Adaptation of Salmonella enterica Hadar under static magnetic field: effects on outer membrane protein pattern.

Background: Salmonella enterica serovar Hadar (S. Hadar) is a highly prevalent foodborne pathogen and therefore a major cause of human gastroenteritis worldwide. Outer membrane proteins whose production is often regulated by environmental conditions also play important roles in the adaptability of bacterial pathogens to various environments.

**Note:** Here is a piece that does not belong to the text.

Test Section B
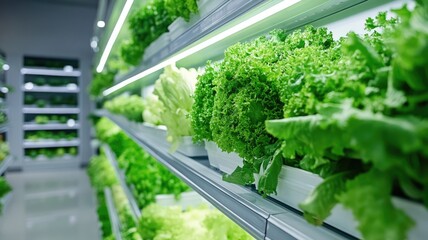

Results: The present study investigated the adaptation of S. Hadar under the effect of acute static magnetic field exposure (200 mT, 9 h) and the impact on the outer membrane protein pattern. Via two-dimensional electrophoresis (2-DE) and LC-MS/MS spectrometry, we compared the proteome of enriched-outer membrane fraction before and after exposure to a magnetic field. A total of 11 proteins, displaying more than a two-fold change, were differentially expressed in exposed cells, among which 7 were up-regulated and 4 down-regulated. These proteins were involved in the integrity of cell envelope (TolB, Pal), in the response to oxidative stress (OmpW, dihydrolipoamide dehydrogenase, UspF), in the oxidative stress status (bacterioferritin), in virulence (OmpX, Yfgl) or in motility (FlgE and UspF). Complementary experiments associated the down-regulation of FlgE and UspF with an alteration of swarming, a flagella-driven motility, under SMF. Furthermore, the antibiotic disc diffusion method confirmed a decrease of gentamicin susceptibility in exposed cells. This decrease could be partly associated with the up-regulation of TolC, outer membrane component of an efflux pump. OmpA, a multifunctional protein, was up-regulated.

Conclusions: SMF (200 mT) seems to maintain the cell envelope integrity and to submit the exposed cells to an oxidative stress. Some alterations suggest an increase of the ability of exposed cells to form biofilms.